Klappentext:
Anna Michaelis, Journalistin, 50 Jahre, nimmt ihre Scheckkarte, ihr Handgepäck und geht. Gerade hat sie erfahren, dass ihr Mann, Altphilologe an einem Münchner Gymnasium, sie mit einer jungen Kollegin betrügt. Anna will retten, was zu retten ist, also sich. Doch wohin jetzt? Der erstmögliche Flug bringt sie nach Edinburgh, eine Stadt, in der sie nie war. Und da sie sich in der Fremde immer unter Bildern heimisch gefühlt hat, stolpert sie in die Schottische Nationalgalerie. Während sie müde und irritiert vor einem Gemälde von Gauguin sitzt, beginnt eines der bretonischen Mädchen, plötzlich zu sprechen. Es erzählt, wie es damals war in Pont Aven, als die Maler kamen. Anna staunt und versteht, dass weibliche Rückenfiguren wie jene Frau auf dem Gemälde Gauguins ihr etwas sagen können. Ihr verraten wollen, wie es wirklich war: als Modell, als Ehefrau eines Malers, als Künstlerin. Von da an begibt sich Anna, frisch verlassen, auf eine Reise zu Rückenfiguren in aller Welt: von Edinburgh nach Kopenhagen, weiter bis Boston und zurück auf den Kontinent nach St. Moritz; von dort nach Paris und noch einmal bis ins dänische Skagen. Anna begegnet Gemälden von Paul Gauguin, Vilhelm Hammershøi, Edward Hopper, Giovanni Segantini, Ingres, Jacobus Vrel und Anna Ancher. Über die Antworten der Bilder lernt Anna Michaelis, sich und ihre lange Ehe anders zu sehen, und am Ende weiß sie, dass sie neu beginnen kann.

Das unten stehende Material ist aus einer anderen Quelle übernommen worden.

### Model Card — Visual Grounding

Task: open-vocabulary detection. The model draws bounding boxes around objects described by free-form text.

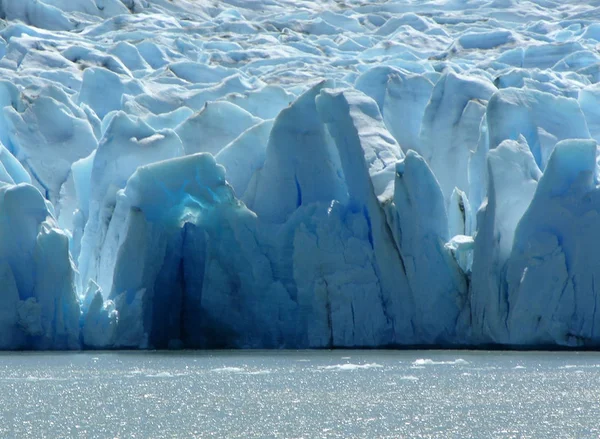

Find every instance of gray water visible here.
[0,351,600,439]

Auf dieses Buch war ich sehr gespannt. Ich wollte sogar zur Lesung, die am "Zürich liest"-Wochenende stattfinden sollte. Doch ich war verhindert und nach dem Lesen des Buches sogar froh darüber: Das Buch hat mich enttäuscht.
Die Idee, Bilder mit Rückansichten von Frauen sprechen zu lassen, find ich klasse. Das Buch ist bis etwa zum zweiten Bild, zur zweiten Reise recht gut. Doch danach wird das neue Reiseziel nicht mehr wirklich systematisch ausgewählt (die Frau aus dem Bild gab einen Hinweis), sondern extrem konstruiert. So im Sinne von: "Berge? Hhm, erinnert mich an St. Moritz, fahr ich halt mal hin." Ganz zufällig gibt es dort eine Ausstellung… Gähn…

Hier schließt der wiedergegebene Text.